Weekend Argus (Saturday Edition)
Social grants ‘may not be paid’
SEVENTEEN million of the country’s most vulnerable citizens fear that their social grants may be cut in six months.
From April 1, the SA Social Security Agency (Sassa) is to take over payment to grant beneficiaries, a function which until now has been outsourced.
But if the agency is ill-prepared to implement this huge task, as some fear, needy residents, including destitute children, the disabled and elderly, would be left without the government stipend .
Exacerbating the matter is the agency’s reluctance to divulge how far it is with the transition.
This week Sassa spokesman Kgomoco Diseko declined to answer any Weekend Argus questions about whether the agency was ready to take over payment of 17 million grants valued at R10 billion.

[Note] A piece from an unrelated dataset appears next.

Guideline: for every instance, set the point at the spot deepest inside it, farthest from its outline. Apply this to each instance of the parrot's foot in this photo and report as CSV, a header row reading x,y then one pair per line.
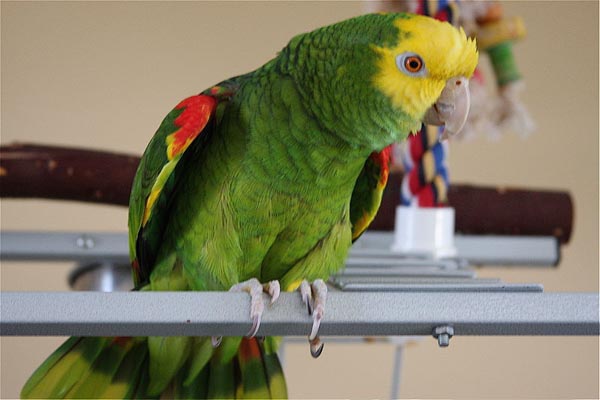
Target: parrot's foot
x,y
257,306
314,296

“The Minister of Social Development ( Bathabile Dlamini) will detail these issues in the announcement she will make during the second week of November,” he said.
Sassa is set to become paymaster after years of legal wrangling involving allegations of irregularities and after the Constitutional Court ruled two years ago that a contract with Cash Paymaster Service, the company that pays beneficiaries, was invalid.

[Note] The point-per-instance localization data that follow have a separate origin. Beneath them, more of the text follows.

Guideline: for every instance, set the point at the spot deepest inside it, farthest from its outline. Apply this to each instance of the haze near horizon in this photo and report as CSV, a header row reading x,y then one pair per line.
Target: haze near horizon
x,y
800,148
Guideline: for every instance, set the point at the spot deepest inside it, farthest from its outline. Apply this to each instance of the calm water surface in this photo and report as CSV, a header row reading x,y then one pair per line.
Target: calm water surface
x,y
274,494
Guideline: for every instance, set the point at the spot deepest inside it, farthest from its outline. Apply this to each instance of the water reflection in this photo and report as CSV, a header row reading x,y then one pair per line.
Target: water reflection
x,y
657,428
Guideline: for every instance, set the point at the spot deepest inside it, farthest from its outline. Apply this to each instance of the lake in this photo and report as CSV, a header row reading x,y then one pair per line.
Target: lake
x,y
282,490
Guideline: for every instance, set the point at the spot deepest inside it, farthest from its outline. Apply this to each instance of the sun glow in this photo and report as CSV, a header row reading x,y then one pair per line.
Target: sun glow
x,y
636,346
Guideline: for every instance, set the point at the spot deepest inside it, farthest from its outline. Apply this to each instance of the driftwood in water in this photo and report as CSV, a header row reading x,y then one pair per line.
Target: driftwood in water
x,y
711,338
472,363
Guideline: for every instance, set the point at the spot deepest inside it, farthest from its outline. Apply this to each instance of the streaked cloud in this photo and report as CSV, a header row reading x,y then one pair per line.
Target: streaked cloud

Three years ago, in anticipation of the switch-over, a ministerial advisory committee was appointed to work out how Sassa would take over the payments.
But sources say it appears that despite this preparation, the cards that beneficiaries use could become inactive on April 1 as 9 million new beneficiary cards are yet to be created.

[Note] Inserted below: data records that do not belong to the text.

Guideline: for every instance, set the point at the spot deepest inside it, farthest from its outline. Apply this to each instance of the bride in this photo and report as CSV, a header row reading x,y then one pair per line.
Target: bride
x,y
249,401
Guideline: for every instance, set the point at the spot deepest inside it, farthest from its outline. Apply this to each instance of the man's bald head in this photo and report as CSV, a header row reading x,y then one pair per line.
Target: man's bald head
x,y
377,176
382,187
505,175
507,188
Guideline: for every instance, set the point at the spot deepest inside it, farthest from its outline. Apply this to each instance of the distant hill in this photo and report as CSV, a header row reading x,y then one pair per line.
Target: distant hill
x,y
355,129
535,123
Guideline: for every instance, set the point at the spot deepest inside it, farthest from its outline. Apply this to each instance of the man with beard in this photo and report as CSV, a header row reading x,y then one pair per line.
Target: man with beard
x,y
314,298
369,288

There has been no major drive to alert the public to the switch-over.
The new payment system to have been piloted this year does not seem to have been rolled out.
A progress report filed at the Constitutional Court and dated November last year detailed Sassa’s initial plan.
It said developing Sassa’s “in- house capabilities” to manage payments, meant to be carried out between 2013 and this year, had as of last year not yet started.